A importância das actividades lúdicas na Educação Infantil: Implicações para o desenvolvimento holístico e a construção da identidade cultural

Segundo Roa e Filho (2022, p. 11), “o desenvolvimento do processo educativo em contexto institucional e comunitário é concebido como um processo em espiral e contínuo que, na medida em que permite à criança avançar no seu processo de crescimento e desenvolvimento”, contribui para a realização de diversas acções que antes não era capaz de fazer, tendo como base o enfoque lúdico como actividade fundamental nesta etapa. Sob esta perspectiva, a importância das actividades lúdicas na Educação de Infantil, consubstancia-se na formação integral (Bruner, 2015). As actividades lúdicas possuem fortes implicações nas seguintes esferas do desenvolvimento do indivíduo:

a) Desenvolvimento motor

O desenvolvimento motor é definido como a alteração contínua do comportamento do indivíduo ao longo da vida, efectuado por meio da relação entre as necessidades biológicas e as condições do ambiente em que se encontra o ser (Gallahue et al., 2013; Niles & Socha, 2014). Segundo o Decreto Presidencial 129/17 de 16 de junho, que aprova o Estatuto do Subsistema de Educação de Infância de Angola, é necessário prover à estimulação da criança através de actividades lúdicas e jogos, no sentido de exercitar a sua capacidade motora, fazer descobertas e iniciar o processo de literacia.

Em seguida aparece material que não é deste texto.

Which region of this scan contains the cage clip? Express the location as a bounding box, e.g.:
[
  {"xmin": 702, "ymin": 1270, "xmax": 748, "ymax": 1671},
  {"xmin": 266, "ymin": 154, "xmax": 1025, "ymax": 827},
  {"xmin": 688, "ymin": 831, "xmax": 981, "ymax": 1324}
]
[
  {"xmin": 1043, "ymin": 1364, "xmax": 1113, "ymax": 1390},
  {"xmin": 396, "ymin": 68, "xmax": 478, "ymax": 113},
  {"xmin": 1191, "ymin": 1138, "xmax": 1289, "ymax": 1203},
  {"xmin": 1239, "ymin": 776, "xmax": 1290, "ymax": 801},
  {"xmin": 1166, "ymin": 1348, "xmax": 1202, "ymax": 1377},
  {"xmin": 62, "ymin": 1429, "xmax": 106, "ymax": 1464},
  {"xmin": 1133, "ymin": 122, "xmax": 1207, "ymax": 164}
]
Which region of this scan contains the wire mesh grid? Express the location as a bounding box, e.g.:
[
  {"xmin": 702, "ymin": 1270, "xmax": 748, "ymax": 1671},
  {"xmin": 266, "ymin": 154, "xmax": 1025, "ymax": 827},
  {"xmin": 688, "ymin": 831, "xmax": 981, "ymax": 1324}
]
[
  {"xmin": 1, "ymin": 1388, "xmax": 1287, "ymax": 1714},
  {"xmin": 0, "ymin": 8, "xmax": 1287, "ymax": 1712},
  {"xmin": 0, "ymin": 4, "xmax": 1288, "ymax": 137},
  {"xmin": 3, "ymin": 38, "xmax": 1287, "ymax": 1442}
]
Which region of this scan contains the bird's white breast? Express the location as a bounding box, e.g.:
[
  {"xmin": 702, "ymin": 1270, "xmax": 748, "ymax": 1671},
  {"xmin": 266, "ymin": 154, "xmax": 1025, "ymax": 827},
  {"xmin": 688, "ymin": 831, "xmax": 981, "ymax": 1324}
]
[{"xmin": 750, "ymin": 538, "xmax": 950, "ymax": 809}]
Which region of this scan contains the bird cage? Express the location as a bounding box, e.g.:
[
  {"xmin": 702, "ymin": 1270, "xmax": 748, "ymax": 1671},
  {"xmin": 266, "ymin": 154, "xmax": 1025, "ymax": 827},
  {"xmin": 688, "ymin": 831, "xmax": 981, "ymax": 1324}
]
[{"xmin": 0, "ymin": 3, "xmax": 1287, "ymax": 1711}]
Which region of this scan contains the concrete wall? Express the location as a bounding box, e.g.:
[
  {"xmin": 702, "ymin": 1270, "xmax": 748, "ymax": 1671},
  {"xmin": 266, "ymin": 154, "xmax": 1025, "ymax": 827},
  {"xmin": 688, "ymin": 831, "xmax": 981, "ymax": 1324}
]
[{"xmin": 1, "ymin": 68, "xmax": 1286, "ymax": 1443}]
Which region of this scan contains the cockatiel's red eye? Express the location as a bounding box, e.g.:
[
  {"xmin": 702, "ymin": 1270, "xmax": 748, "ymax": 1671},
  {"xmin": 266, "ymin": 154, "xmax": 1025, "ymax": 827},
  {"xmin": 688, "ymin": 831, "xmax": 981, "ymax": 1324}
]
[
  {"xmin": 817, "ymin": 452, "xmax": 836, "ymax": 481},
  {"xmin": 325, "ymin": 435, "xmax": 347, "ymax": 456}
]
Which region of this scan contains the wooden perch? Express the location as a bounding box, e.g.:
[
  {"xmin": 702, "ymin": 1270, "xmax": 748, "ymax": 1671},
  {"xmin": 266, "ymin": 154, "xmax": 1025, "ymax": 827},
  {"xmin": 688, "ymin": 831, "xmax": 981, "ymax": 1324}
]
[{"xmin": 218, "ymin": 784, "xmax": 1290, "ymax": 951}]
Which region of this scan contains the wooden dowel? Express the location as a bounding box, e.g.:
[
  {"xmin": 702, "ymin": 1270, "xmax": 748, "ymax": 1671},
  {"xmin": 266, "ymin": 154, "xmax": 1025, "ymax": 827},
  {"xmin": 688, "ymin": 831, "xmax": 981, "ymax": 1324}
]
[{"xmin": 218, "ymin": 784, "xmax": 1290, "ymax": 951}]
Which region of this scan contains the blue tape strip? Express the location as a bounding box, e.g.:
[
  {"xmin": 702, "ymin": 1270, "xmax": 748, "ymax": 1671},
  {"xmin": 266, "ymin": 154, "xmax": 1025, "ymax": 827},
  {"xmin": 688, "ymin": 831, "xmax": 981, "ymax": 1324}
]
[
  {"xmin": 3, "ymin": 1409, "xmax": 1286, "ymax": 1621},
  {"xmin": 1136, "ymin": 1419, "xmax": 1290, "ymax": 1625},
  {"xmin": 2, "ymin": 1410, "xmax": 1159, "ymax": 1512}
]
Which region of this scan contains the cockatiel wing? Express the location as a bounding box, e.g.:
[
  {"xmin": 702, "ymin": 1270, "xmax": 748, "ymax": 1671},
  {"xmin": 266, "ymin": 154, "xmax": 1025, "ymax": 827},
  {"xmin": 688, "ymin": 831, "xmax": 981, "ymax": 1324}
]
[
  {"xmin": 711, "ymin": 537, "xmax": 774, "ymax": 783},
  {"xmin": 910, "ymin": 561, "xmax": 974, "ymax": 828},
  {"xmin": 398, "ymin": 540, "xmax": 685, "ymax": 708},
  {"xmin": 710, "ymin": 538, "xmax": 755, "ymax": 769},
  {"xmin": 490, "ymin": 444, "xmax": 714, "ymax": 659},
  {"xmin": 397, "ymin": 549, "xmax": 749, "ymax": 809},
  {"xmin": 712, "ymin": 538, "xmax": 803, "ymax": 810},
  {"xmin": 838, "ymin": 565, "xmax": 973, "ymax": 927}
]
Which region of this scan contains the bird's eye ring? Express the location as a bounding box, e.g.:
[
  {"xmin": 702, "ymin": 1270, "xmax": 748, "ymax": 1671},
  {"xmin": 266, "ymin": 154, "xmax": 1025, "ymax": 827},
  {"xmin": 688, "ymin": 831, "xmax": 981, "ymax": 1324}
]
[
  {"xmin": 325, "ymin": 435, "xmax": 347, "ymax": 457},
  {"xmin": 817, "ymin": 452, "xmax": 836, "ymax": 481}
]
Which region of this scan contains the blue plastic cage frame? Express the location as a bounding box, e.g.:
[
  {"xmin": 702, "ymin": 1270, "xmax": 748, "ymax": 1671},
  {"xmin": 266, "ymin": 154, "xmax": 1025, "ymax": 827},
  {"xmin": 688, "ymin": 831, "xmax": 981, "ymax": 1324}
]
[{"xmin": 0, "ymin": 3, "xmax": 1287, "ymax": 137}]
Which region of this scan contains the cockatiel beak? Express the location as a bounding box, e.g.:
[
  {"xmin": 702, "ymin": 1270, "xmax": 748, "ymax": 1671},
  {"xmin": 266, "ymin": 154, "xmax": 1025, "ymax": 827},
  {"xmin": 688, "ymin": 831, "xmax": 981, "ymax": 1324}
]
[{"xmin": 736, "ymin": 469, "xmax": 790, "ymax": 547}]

b) Desenvolvimento cognitivo

Varela (2012), define o termo “cognição” como a capacidade humana de entender, julgar e interpretar o mundo. Por outro lado, o desenvolvimento cognitivo é a relação entre os processos pelos quais os seres humanos passam para que estas capacidades se efectivem.

No contexto da actividade lúdica, o educador tem consciência do valor dos jogos para o desenvolvimento cognitivo e afetivo da criança. A criança gosta de brincar, uma vez que o brincar em si mesmo exerce um papel importante no seu bem-estar e desenvolvimento, pois brincando as crianças aprendem, desenvolvem-se, experimentam e interagem, relacionam as suas vivências, observam, estabelecendo relações essenciais à construção do seu conhecimento, ou seja, a sua aprendizagem ocorre de modo significativo (Delvalle et al., 2021).

c) Desenvolvimento emocional e social

Para Vygotsky (1998), o desenvolvimento sociocognitivo decorre das trocas entre parceiros sociais através de processos de interacção e mediação. As aprendizagens fazem parte do processo de desenvolvimento emocional e social, dado que todo o processo educativo se desenvolve numa sociedade, a que pertence e para a qual deve contribuir, fazendo um percurso participativo no encontro das crianças com as crianças e das crianças com os adultos (Clérigo et al., 2021).

A cultura é o principal factor que influencia o desenvolvimento sociocognitivo, pois ensina às crianças o quê e como pensar. Por meio da cultura, “a criança adquire grande parte do seu conhecimento através de interacções sociais e dos seus processos de pensamento, o que Vygotsky designava de “ferramentas de adaptação intelectual” (López, 2019, p. 62).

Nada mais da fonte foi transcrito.